New York — Nov. 25
More companies will return to their tradition of holding holiday parties this year, according to the 25th annual survey of corporate America’s holiday party plans conducted by Battalia Winston, a global executive search firm.
Ninety-six percent of the companies polled will have parties this year — the highest percentage since 1997 — up from 91 percent in 2012, 74 percent in 2011, 79 percent in 2010, 81 percent in 2009 and 81 percent in 2008.
Holiday parties were held by 95 percent of companies in 1988, the first year of the survey, and an all-time high of 97 percent was recorded in 1996 and 1997, all years when the economy was robust.
“Our findings reflect an increasing confidence in the economy, although only 6 percent of those having parties are having more lavish events,” said Dale Winston, Battalia Winston’s chairwoman and CEO. “The parties are back but the champagne and caviar are no longer flowing.”
2013 survey findings:
2014 Planning: As companies make plans for 2014, almost three quarters (70 percent) of respondents say they’re on track to “grow and hire” next year — up from 66 percent in 2012. Less than a fifth (18 percent) expect their company’s performance will stay the same as 2013. Only 6 percent are uncertain and 6 percent are planning to consolidate.
What’s the reason this season? Nearly half (42 percent) are having holiday parties to boost employee morale, while slightly more than a third (38 percent) are holding a party to celebrate 2013 as a good year, and 7 percent to show employees and clients that they are optimistic about next year. Sixteen percent of companies selected “other” and indicated that they would be staying true to “tradition,” for the obvious reason of simply “celebrating the holidays,” and some even said because they “persevered.”
Why no celebration? Of the 4 percent of companies not holding a holiday party this year, half said it’s just not in the budget this year and the other half said that they felt it was “politically inappropriate.”

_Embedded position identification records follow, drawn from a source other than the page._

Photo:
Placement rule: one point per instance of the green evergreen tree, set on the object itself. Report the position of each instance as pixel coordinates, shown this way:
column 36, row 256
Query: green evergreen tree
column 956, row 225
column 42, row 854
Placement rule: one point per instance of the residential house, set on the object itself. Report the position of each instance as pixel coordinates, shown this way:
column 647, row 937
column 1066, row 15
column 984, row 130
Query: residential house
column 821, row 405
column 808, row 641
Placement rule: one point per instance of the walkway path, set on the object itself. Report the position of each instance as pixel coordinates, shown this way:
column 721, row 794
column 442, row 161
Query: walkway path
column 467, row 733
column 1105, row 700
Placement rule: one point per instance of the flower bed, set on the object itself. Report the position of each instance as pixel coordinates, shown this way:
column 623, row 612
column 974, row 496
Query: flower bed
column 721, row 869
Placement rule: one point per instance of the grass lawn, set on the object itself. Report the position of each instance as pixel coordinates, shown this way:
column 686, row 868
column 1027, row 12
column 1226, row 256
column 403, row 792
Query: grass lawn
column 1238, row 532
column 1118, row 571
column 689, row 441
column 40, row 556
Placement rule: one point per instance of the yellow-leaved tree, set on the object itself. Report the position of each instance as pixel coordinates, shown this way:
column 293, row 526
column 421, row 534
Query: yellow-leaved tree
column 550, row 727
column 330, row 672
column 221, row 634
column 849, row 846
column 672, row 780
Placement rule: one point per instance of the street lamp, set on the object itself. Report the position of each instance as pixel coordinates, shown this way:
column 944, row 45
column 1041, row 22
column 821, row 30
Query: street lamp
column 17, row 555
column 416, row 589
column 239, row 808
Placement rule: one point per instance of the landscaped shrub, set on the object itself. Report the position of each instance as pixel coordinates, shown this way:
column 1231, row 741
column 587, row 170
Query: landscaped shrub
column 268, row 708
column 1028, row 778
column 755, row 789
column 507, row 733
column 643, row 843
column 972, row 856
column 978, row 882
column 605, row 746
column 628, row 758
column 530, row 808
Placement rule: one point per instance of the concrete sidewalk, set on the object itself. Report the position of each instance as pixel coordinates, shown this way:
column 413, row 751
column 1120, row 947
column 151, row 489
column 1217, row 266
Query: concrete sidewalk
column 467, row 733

Who’s invited? A majority (76 percent) of the parties will be for employees only, while 18 percent will be held for both employees and their families.
The budget: A majority of the companies (83 percent) said their party will be the same as previous years, 10 percent will be more modest and 7 percent will be more lavish.
When and where? Of the companies holding parties, slightly less than half (43 percent) will be held in the evening and 47 percent will be at lunch. The trend toward daytime parties continues.
Drink up — if you can: Drinks will be served at most (72 percent) parties, but some are staying dry (28 percent) and will be alcohol-free.
‘Tis the season to be generous: Slightly more than half (54 percent) of the companies are donating money or goods (up from 51 percent last year, 39 percent in 2011, 47 percent in 2010 and 66 percent in 2009), and employees at 15 percent of the firms will be doing volunteer work. Twenty-three percent of the companies aren’t involved in holiday charitable activities.
Employee morale is still important: A majority (66 percent) of companies are taking steps to boost employee morale for the year to come (e.g. flexible work schedules, performance incentives, pay raises, team building/training, etc.), leaving only 17 percent of companies that have no such plans. Seventeen percent were unsure.